Our main objective was to keep in mind what a history professor might want out of our visualization. We asked a real history professor to get us on the right path. In addition, we researched different visualization possibilities for topic models. We selected the tools we felt would best allow a user to dive deep into the details of the topic models as well as inspect the more general trends across the corpus.
We settled on four visualizations. The metadata is important in order to gain an understanding of the parameters and scope of your input data. The wordcloud is important to verify the quality of the topics and begin to understand what they're about. The heatmap is important in order to discover where topics occur in the corpus and which topics co-occur. The annotated text tab is important to establish what is happening to the words themselves in terms of topic assignments.
As you might imagine, the tabs are laid out in such a way to promote a productive workflow for exploring topic models.
- The user first uploads their json file from the output of LDA. Then, they look at metadata to check whether they can immediately recognize and nickname any topics.
- Next, they look at the wordcloud to get an even better picture of what the topics are. They can return to metadata to nickname newly discovered topics.
- Next, the user may proceed to the heatmap tab, where interesting patterns may reveal themselves. Sometimes topics will occur in the corpus exactly where they are expected to. In other cases, the user may discover surprising patterns of occurrence.

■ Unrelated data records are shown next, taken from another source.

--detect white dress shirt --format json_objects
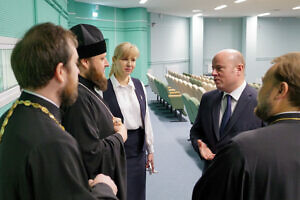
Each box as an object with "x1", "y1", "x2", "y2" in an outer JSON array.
[
  {"x1": 110, "y1": 75, "x2": 154, "y2": 153},
  {"x1": 219, "y1": 81, "x2": 246, "y2": 126}
]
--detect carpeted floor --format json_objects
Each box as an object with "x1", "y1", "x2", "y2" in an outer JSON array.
[{"x1": 145, "y1": 86, "x2": 204, "y2": 200}]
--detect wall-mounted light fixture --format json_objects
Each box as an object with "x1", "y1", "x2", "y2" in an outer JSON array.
[
  {"x1": 92, "y1": 12, "x2": 98, "y2": 17},
  {"x1": 93, "y1": 5, "x2": 99, "y2": 17}
]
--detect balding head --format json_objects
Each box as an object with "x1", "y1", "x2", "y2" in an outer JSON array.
[
  {"x1": 213, "y1": 49, "x2": 245, "y2": 68},
  {"x1": 212, "y1": 49, "x2": 245, "y2": 93}
]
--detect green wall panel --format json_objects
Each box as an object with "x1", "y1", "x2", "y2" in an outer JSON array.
[
  {"x1": 124, "y1": 8, "x2": 148, "y2": 21},
  {"x1": 0, "y1": 50, "x2": 3, "y2": 92},
  {"x1": 68, "y1": 0, "x2": 150, "y2": 84},
  {"x1": 125, "y1": 31, "x2": 148, "y2": 83},
  {"x1": 60, "y1": 15, "x2": 68, "y2": 28},
  {"x1": 0, "y1": 0, "x2": 68, "y2": 111},
  {"x1": 69, "y1": 1, "x2": 115, "y2": 20},
  {"x1": 37, "y1": 0, "x2": 60, "y2": 24},
  {"x1": 116, "y1": 8, "x2": 124, "y2": 20},
  {"x1": 56, "y1": 0, "x2": 67, "y2": 9},
  {"x1": 0, "y1": 101, "x2": 13, "y2": 117},
  {"x1": 0, "y1": 0, "x2": 68, "y2": 38},
  {"x1": 0, "y1": 0, "x2": 35, "y2": 38}
]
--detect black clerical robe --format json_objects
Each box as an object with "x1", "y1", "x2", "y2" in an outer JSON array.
[
  {"x1": 192, "y1": 113, "x2": 300, "y2": 200},
  {"x1": 0, "y1": 92, "x2": 117, "y2": 200},
  {"x1": 62, "y1": 76, "x2": 126, "y2": 200}
]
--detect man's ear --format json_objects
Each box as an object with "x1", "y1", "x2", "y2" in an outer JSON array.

- Finally, the user arrives at the annotated text tab, where they can see the words of the text and how each is assigned to topics. Here, the user can cite specific areas of the text which contribute to patterns in the topic model.
The heatmap tab is integrated with the annotated text tab so that clicking in any heatmap takes you to that location of the text in the annotated text tab. Conversely, clicking on a tagged topic word in the annotated text tab will take you to the heatmap tab with the appropriate topic heatmap showing and with a line indicating the location of that word.
Config File Generator
On the start screen of Loquela, the user may choose to generate a configuration file for LDA. Loquela provides a form with all necessary parameters, preventing any illegal input. Submitting this form prompts Loquela to generate the appropriate configuration file which may be passed into LDA to run the algorithm with parameters of the user's choosing.